What are your top spots in Brisbane for sourcing furniture and furnishings for your clients?
Paul Owen: AP Design House,
Living Edge,
Stylecraft, and
Space.
Stuart Vokes: I love exploring the Paddington and Woolloongabba Antique Centres.
What and where was the last great meal you ate in Brisbane?
Paul Owen: Osso bucco cooked with friends on the fire at my house, while Toby Scott and Lynda Evans photographed some of my
Proto-type furniture.
Aaron Peters: One of the things I missed most about Brisbane while living abroad was having dinner at people’s houses. Listening to possums fighting on the verandah roof while you drunkenly spill red wine down the front of your shirt is a particular privilege that comes with living in a low density city; so I’ll nominate the sausages Paul roasted in his backyard a few months back.
Where would we find you on a typical Saturday morning?
Paul Owen: In bed!
Stuart Vokes: Living the dream at my seven year old's soccer game.
Aaron Peters: Wandering around the West End markets checking out the fat labradors with my wife.
Brisbane’s best kept secret?
Paul Owen: My little venture called
Proto-type. It’s a small run furniture and publishing company – a little thing started by me and Dan Pike from The Letter D. We had an exhibition / selling event in July and are planning the next one in October.

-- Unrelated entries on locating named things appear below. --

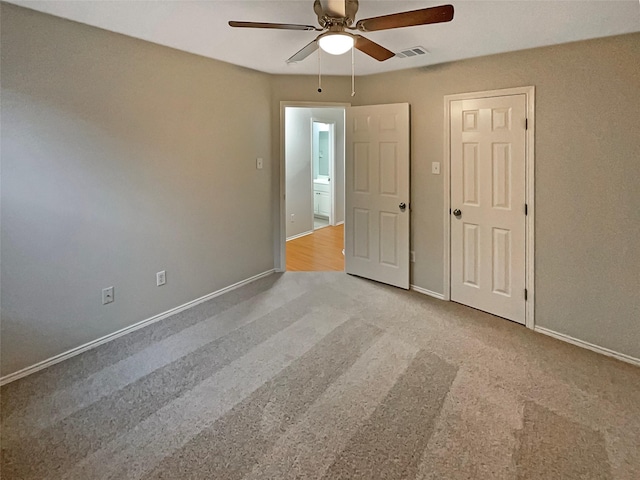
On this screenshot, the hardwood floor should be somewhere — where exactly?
[286,225,344,272]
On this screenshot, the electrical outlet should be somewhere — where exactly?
[102,287,113,305]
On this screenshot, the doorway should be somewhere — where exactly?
[280,102,348,271]
[311,119,336,230]
[444,87,534,328]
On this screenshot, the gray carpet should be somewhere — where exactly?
[1,272,640,480]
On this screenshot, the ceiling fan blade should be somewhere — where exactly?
[355,5,453,32]
[354,35,396,62]
[229,21,322,31]
[287,39,318,63]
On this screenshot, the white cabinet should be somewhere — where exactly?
[313,182,331,218]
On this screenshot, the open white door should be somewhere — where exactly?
[344,103,409,289]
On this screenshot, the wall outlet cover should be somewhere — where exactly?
[102,287,113,305]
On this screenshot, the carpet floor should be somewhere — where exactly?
[1,272,640,480]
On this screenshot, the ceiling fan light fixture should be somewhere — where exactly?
[318,32,354,55]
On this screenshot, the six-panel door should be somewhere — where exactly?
[345,104,409,289]
[450,95,526,323]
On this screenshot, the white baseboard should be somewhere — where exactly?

Stuart Vokes: The wilderness in the city is profound. There are amazing nature reserves dotted through the suburbs. At JC Slaughter Falls at the base of
Mt Coot-tha one can still explore beautiful running creeks teaming with freshwater yabby – this is straight out of my childhood!
Aaron Peters: Pear on Gladstone Road.
Details from the desk of Paul Owen of Owen and Vokes and Peters, featuring small timber 'cloud' - a miniature prototype for a larger piece designed by Paul. Photo - Toby Scott.